Jumat, 25 Februari 2011

Jalan Panjang Kaum Revolusioner


Melukiskan situasi dunia Arab saat ini ibarat wilayah yang sedang dihantam gempa dahsyat. Gempa itu bukan karena amarah alam, tetapi amarah kaum mudanya. Maka, bukan bumi yang retak akibat gempa itu, melainkan sistem politik dan ekonominya yang kini mulai runtuh berjatuhan.
Gelombang kemarahan kaum muda itu secara mencengangkan berhasil mengempas barisan rezim diktator di kawasan itu. Mulai dari tumbangnya rezim Ben Ali di Tunisia, lalu jatuhnya rezim Mubarak di Mesir, dan kini rezim Khadafy di Libya di ambang keruntuhan pula. Kemarahan kaum muda itu kini juga mengancam rezim diktator di Yaman, Aljazair, dan bahkan sistem monarki mutlak di Maroko, Jordania, dan Bahrain. Para pengunjuk rasa di Maroko, Jordania, dan Bahrain menuntut penerapan sistem monarki konstitusional seperti di Inggris, di mana kekuasaan berada di tangan parlemen.
Semua itu terjadi dalam waktu yang sangat cepat, yakni dalam kurun waktu sekitar dua bulan.
Mengapa amarah kaum muda Arab itu bergulir sangat cepat? Persoalan di dunia Arab sudah sangat akumulatif yang terkait satu sama lain, mulai dari isu politik, sosial, budaya, ekonomi, hingga keamanan.
Persoalan yang menumpuk itu sesungguhnya bukan tercipta pada era rezim diktator yang lahir pada tahun 1950-an dan 1960-an, melainkan merupakan warisan dari era kolonial.
Ketika dunia Arab meraih kemerdekaan dari kolonial Barat, tidak serta-merta rakyat dunia Arab mengenyam kemerdekaan hakiki karena para pemimpin dunia Arab yang membawa rakyatnya bebas dari kolonial justru mempraktikkan pemerintahan diktator. Rakyat dunia Arab pun ibarat keluar dari mulut singa masuk ke mulut buaya.
Rakyat merasa tetap hidup terjajah. Bahkan, mereka merasa pula lebih terhina ketika hidup di bawah rezim diktator bangsa sendiri karena merasa ditipu dan diperlakukan tidak adil.

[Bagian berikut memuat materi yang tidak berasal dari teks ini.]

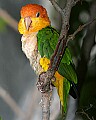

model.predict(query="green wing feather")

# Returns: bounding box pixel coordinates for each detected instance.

Betapa tidak, pemilu di sejumlah negara Arab yang lazimnya menjadi pintu perubahan dari satu kekuasaan ke kekuasaan lain dimanipulasi sedemikian rupa. Pula tidak ada tanda pemimpin yang sudah berkuasa puluhan tahun ingin meninggalkan kekuasaannya.
Program ekonomi yang dijalani pemerintah di banyak negara Arab gagal pula menyejahterakan rakyat dan malah mempertajan ketimpangan sosial serta menyuburkan praktik korupsi.
Ketertutupan akses ekonomi dan politik di dalam negeri memaksa banyak pemuda Arab dalam beberapa tahun terakhir berspekulasi dengan mempertaruhkan nyawanya menjadi manusia perahu yang berlayar dari pantai Mesir, Tunisia, Aljazair, dan Maroko untuk mencapai pantai Perancis, Italia, dan Spanyol dengan harapan bisa memperbaiki masa depan hidupnya di negara- negara Eropa itu.
Mereka yang beruntung bisa mencapai pantai Eropa, tetapi bagi yang buntung harus menerima nasib tenggelam ditelan gelombang Laut Tengah. Padahal, jasa orangtua atau kakek para pemuda yang bernasib buntung itu dalam mengusir kolonial tidak kalah besar dibandingkan dengan jasa para pemimpin rezim Arab diktator yang bergelimang dengan kekuasaan dan kekayaan.
Dampak dari buntunya akses politik dan ekonomi itu pula adalah suburnya gerakan militan di dunia Arab yang kemudian menjalar ke belahan dunia lainnya hingga ke Amerika Serikat, Eropa, Asia, termasuk Indonesia. Barangkali tidak terjadi peristiwa serangan teroris 11 September 2001 di AS yang terkenal itu atau bom Bali dan Jakarta bila tidak ada kehidupan politik yang otoriter di muka bumi ini.
Kesadaran kolektif 
Ratapan nasib buruk generasi muda Arab lantaran tertutupnya horizon politik dan ekonomi ke depan itu membangkitkan kesadaran kolektif mereka berkat jasa jejaring sosial seperti Facebook dan Twitter yang cukup berkembang di dunia Arab saat ini.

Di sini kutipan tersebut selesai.